So the KL-penalized objective is just an expected reward with the effective reward

\[r_{\text{eff}}(Y) = r(Y) - \beta\big(\log p_\theta(Y \mid X) - \log p_{\text{ref}}(Y \mid X)\big).\]

The gradient. We need $\nabla_\theta F_{\text{KL}}(\theta)$. There is a subtlety: the effective reward $r_{\text{eff}}(Y)$ depends on $\theta$ through the $\log p_\theta(Y \mid X)$ term. So we cannot directly apply the REINFORCE identity from Section 5.

Write $F_{\text{KL}} = \sum_Y p_\theta(Y) \big[r(Y) - \beta \log p_\theta(Y) + \beta \log p_{\text{ref}}(Y)\big]$, dropping the conditioning on $X$ for brevity. Take the gradient term by term.

The first term, $\sum_Y p_\theta(Y) r(Y)$, is the original RL objective. We already know its gradient:

\[\nabla_\theta \sum_Y p_\theta(Y) r(Y) = \mathbb{E}_{p_\theta}\!\big[r(Y) \, \nabla_\theta \log p_\theta(Y)\big].\]

The third term, $\beta \sum_Y p_\theta(Y) \log p_{\text{ref}}(Y)$, has the same structure (since $p_{\text{ref}}$ does not depend on $\theta$, the quantity $\log p_{\text{ref}}(Y)$ is just a fixed function of $Y$):

\[\nabla_\theta \sum_Y p_\theta(Y) \log p_{\text{ref}}(Y) = \mathbb{E}_{p_\theta}\!\big[\log p_{\text{ref}}(Y) \, \nabla_\theta \log p_\theta(Y)\big].\]
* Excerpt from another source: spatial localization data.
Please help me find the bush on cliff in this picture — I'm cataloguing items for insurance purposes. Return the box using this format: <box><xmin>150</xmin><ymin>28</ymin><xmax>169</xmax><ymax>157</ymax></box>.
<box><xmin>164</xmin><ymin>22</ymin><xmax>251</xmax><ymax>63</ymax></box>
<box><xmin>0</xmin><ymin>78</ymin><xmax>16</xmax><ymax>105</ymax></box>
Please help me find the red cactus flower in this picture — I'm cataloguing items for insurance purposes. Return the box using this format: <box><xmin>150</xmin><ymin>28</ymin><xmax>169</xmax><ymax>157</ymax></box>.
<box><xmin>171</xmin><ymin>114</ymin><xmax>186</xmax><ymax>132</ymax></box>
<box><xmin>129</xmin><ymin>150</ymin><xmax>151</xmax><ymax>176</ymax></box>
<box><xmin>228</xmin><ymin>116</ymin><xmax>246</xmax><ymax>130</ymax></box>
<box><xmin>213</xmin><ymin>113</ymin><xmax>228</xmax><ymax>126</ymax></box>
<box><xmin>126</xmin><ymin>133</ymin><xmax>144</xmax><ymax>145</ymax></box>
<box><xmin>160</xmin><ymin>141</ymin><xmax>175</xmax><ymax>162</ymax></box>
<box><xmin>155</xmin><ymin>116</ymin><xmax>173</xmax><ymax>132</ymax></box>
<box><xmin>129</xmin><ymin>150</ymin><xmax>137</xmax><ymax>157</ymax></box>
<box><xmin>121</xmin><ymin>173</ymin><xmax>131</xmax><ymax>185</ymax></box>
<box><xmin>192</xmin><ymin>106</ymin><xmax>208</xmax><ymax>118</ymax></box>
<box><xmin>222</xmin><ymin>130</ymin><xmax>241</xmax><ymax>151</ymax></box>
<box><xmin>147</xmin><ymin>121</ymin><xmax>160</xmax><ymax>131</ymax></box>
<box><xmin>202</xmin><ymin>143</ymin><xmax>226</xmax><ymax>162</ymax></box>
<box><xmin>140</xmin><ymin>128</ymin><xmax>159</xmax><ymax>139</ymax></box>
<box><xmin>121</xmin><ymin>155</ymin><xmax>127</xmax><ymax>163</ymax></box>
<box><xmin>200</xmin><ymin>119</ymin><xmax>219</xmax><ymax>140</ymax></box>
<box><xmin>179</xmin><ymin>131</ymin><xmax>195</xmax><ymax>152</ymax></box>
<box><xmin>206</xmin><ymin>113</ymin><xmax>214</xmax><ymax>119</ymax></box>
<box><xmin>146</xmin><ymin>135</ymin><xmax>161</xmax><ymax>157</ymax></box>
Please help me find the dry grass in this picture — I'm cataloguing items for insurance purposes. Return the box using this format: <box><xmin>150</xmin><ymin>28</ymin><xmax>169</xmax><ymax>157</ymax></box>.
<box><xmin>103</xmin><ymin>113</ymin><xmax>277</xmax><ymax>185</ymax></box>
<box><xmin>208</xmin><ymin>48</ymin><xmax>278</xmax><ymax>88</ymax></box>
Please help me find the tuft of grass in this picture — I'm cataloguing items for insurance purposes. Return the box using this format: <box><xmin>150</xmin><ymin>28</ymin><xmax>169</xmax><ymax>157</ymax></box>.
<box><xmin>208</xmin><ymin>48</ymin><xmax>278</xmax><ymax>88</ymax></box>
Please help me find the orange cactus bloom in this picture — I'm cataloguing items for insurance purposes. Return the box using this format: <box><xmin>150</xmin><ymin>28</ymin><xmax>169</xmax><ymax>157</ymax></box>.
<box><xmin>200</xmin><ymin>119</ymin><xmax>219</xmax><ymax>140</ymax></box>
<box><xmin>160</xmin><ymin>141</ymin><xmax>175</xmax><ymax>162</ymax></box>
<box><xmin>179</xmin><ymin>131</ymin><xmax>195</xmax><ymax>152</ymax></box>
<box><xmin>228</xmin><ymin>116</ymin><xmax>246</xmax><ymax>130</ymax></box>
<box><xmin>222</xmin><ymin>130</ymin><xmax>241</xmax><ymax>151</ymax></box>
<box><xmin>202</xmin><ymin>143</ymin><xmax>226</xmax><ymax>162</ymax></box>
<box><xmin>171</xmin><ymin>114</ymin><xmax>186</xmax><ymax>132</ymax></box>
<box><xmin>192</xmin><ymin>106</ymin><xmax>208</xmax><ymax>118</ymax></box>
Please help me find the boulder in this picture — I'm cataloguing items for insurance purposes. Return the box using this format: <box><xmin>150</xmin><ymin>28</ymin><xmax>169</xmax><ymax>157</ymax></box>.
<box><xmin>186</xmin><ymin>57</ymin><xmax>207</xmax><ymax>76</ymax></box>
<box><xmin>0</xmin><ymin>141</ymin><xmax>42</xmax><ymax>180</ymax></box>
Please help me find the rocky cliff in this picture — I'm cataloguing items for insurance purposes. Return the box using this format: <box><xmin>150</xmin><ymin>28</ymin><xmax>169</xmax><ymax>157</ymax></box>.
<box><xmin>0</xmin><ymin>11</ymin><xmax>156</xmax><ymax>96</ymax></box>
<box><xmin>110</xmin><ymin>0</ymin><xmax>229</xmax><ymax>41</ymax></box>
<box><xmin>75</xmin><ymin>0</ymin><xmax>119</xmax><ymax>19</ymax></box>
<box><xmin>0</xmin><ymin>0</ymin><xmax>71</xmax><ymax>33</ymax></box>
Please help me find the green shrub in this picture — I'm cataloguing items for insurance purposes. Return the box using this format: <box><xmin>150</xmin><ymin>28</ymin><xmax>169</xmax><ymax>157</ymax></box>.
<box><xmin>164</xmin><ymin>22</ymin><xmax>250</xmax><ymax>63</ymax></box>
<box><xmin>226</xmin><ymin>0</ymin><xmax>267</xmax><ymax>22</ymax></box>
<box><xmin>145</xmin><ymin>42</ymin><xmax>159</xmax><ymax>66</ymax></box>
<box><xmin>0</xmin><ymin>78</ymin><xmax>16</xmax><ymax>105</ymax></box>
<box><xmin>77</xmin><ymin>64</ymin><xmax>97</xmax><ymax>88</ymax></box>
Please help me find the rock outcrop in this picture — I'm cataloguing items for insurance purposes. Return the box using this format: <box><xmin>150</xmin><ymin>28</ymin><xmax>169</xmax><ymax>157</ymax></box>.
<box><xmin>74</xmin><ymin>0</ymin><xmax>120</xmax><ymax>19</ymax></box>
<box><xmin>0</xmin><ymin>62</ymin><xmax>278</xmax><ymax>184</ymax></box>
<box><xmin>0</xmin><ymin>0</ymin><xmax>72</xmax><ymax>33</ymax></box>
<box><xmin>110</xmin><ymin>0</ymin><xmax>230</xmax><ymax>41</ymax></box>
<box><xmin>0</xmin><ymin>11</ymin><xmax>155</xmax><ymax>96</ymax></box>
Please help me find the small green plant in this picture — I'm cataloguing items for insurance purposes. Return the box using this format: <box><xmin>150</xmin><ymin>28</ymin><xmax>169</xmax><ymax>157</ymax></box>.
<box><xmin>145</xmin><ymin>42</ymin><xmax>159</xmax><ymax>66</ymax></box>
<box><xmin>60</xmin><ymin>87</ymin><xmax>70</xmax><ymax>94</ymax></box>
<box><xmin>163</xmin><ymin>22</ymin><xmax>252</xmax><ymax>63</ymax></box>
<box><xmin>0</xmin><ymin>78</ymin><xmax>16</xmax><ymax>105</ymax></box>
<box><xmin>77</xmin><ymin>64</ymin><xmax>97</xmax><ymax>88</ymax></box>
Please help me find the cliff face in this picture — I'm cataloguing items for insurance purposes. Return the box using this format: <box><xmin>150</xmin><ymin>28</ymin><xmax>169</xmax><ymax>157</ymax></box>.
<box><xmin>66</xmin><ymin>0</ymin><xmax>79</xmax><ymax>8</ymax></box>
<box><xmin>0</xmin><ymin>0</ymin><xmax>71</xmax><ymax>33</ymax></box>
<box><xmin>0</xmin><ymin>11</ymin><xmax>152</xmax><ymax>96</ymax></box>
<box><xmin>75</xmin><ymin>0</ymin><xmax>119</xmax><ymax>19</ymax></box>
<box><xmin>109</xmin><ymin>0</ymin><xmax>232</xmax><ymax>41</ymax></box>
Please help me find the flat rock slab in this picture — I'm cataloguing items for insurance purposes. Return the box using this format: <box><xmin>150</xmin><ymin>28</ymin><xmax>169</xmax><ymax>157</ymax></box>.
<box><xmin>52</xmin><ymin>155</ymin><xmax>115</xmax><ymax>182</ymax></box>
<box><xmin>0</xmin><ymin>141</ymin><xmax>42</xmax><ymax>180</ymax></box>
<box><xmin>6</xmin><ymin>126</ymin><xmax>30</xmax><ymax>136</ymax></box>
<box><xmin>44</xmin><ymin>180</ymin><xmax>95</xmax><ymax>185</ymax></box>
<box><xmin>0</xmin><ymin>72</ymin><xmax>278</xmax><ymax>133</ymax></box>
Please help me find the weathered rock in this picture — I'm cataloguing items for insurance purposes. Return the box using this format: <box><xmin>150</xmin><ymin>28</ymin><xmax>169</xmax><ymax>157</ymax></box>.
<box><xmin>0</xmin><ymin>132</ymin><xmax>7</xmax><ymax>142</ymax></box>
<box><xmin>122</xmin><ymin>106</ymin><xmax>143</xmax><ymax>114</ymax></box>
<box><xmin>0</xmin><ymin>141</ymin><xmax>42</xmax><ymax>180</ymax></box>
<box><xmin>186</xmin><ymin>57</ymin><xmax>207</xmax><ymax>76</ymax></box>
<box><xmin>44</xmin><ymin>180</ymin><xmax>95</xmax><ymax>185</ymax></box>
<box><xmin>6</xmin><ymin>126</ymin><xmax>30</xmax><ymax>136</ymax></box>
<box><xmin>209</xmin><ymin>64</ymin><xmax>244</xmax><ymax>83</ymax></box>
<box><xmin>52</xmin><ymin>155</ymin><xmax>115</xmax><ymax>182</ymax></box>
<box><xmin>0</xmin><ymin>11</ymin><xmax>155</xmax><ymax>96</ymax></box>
The second term, $-\beta \sum_Y p_\theta(Y) \log p_\theta(Y) = \beta H(p_\theta)$ (the entropy), requires the product rule:

\[\nabla_\theta \sum_Y p_\theta(Y) \log p_\theta(Y) = \sum_Y \big[\nabla_\theta p_\theta(Y) \cdot \log p_\theta(Y) + p_\theta(Y) \cdot \nabla_\theta \log p_\theta(Y)\big].\]
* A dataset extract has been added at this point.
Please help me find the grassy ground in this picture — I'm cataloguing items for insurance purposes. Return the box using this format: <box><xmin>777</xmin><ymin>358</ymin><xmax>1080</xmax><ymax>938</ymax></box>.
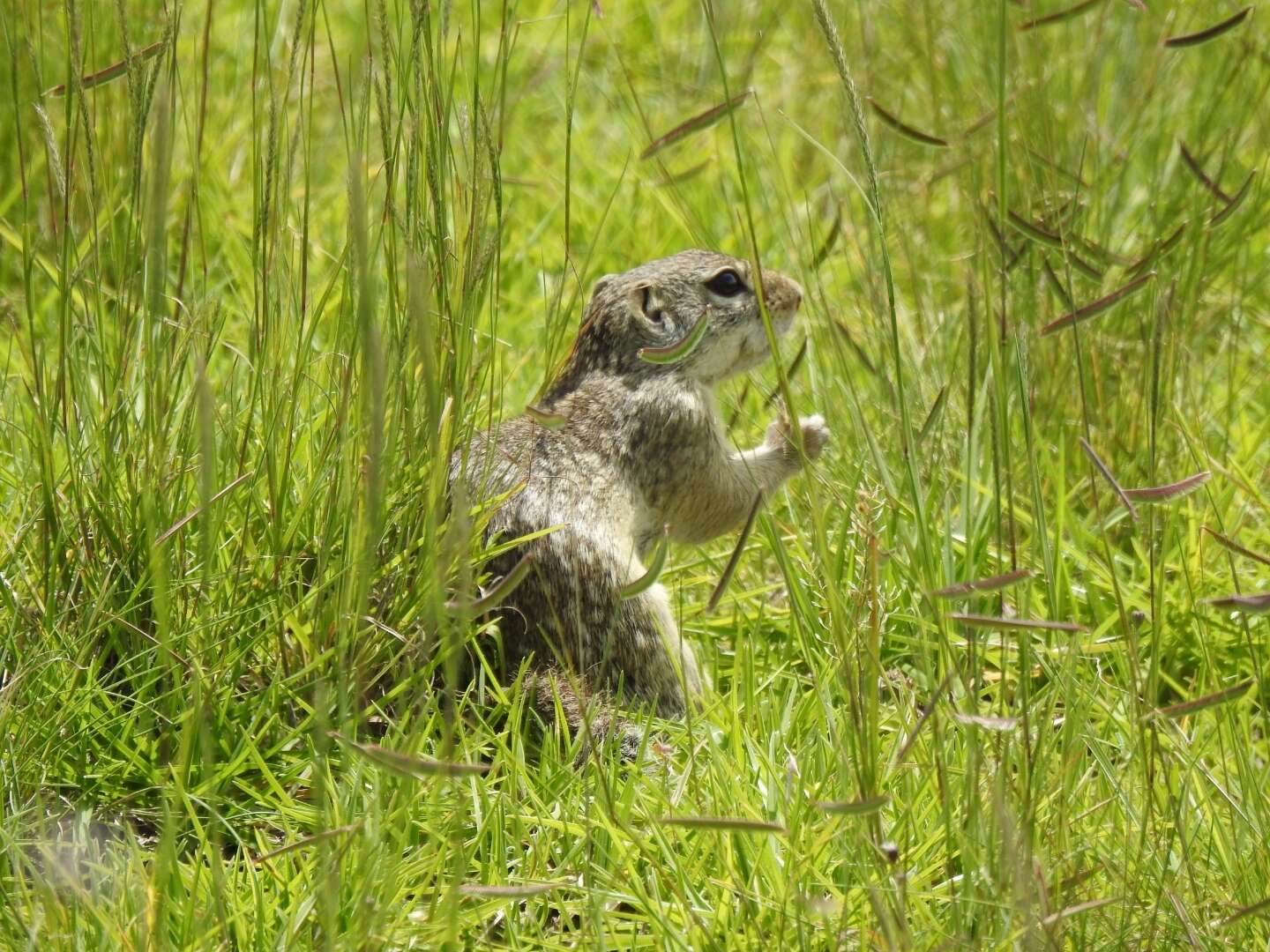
<box><xmin>0</xmin><ymin>0</ymin><xmax>1270</xmax><ymax>948</ymax></box>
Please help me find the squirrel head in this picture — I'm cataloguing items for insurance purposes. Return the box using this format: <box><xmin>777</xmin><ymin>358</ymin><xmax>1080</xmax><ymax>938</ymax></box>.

Applying the log-derivative identity to the first part and noting that

\[\mathbb{E}_{p_\theta}[\nabla_\theta \log p_\theta(Y)] = 0\]

(which we proved in Section 5.2):

\[= \mathbb{E}_{p_\theta}\!\big[\nabla_\theta \log p_\theta(Y) \cdot \log p_\theta(Y)\big] + \mathbb{E}_{p_\theta}\!\big[\nabla_\theta \log p_\theta(Y)\big] = \mathbb{E}_{p_\theta}\!\big[\log p_\theta(Y) \, \nabla_\theta \log p_\theta(Y)\big].\]
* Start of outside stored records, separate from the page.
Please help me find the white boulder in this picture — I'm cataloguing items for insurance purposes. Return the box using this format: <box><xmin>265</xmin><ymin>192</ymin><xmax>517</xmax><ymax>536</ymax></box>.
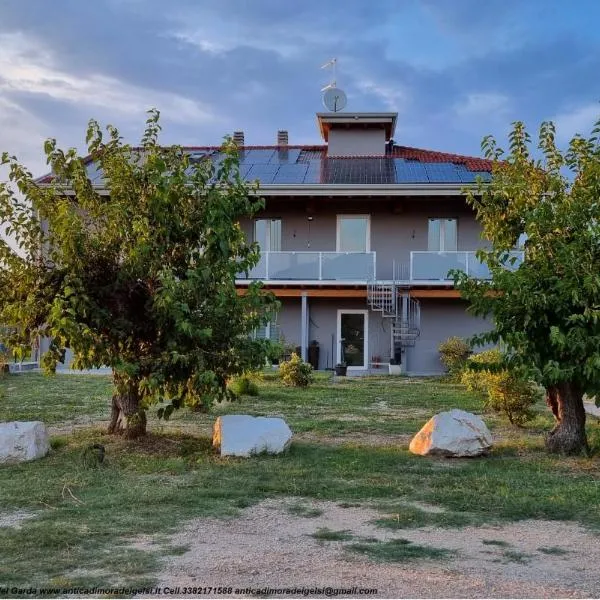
<box><xmin>213</xmin><ymin>415</ymin><xmax>292</xmax><ymax>456</ymax></box>
<box><xmin>409</xmin><ymin>409</ymin><xmax>492</xmax><ymax>457</ymax></box>
<box><xmin>0</xmin><ymin>421</ymin><xmax>50</xmax><ymax>465</ymax></box>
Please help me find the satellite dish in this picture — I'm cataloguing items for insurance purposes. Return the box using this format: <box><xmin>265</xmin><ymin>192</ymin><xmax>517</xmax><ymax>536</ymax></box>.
<box><xmin>323</xmin><ymin>87</ymin><xmax>346</xmax><ymax>112</ymax></box>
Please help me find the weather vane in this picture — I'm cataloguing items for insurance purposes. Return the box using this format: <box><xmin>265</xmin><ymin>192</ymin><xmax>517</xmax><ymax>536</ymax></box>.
<box><xmin>321</xmin><ymin>58</ymin><xmax>346</xmax><ymax>112</ymax></box>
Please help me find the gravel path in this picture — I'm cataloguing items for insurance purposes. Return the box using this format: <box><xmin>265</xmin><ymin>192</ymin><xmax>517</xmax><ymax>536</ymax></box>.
<box><xmin>134</xmin><ymin>498</ymin><xmax>600</xmax><ymax>598</ymax></box>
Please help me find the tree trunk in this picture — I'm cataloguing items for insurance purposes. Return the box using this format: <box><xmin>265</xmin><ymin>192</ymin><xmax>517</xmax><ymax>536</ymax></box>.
<box><xmin>546</xmin><ymin>381</ymin><xmax>588</xmax><ymax>454</ymax></box>
<box><xmin>546</xmin><ymin>386</ymin><xmax>560</xmax><ymax>431</ymax></box>
<box><xmin>108</xmin><ymin>373</ymin><xmax>146</xmax><ymax>439</ymax></box>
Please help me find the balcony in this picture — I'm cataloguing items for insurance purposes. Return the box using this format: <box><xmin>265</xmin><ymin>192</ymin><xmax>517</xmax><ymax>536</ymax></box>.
<box><xmin>410</xmin><ymin>250</ymin><xmax>523</xmax><ymax>283</ymax></box>
<box><xmin>239</xmin><ymin>252</ymin><xmax>375</xmax><ymax>282</ymax></box>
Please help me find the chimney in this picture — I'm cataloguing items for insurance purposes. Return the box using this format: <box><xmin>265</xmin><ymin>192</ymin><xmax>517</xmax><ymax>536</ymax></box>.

Combining all three terms:

\[\nabla_\theta F_{\text{KL}}(\theta) = \mathbb{E}_{Y \sim p_\theta}\!\big[\big(r(Y) - \beta(\log p_\theta(Y) - \log p_{\text{ref}}(Y))\big) \, \nabla_\theta \log p_\theta(Y)\big].\]

This is exactly the REINFORCE gradient estimator with the effective reward $r_{\text{eff}}(Y)$ in place of $r(Y)$. The stochastic gradient procedure is unchanged:

  1. Sample: $Y \sim p_\theta(\cdot \mid X)$.
  2. Compute: $r_{\text{eff}}(Y) = r(Y) - \beta(\log p_\theta(Y \mid X) - \log p_{\text{ref}}(Y \mid X))$.
  3. Gradient estimate: $r_{\text{eff}}(Y) \, \nabla_\theta \log p_\theta(Y \mid X)$.

In step 3, the quantity $r_{\text{eff}}(Y)$ is treated as a scalar weight. We do not differentiate through it. The derivation above shows this is correct: the extra terms from the product rule cancel via the score function identity.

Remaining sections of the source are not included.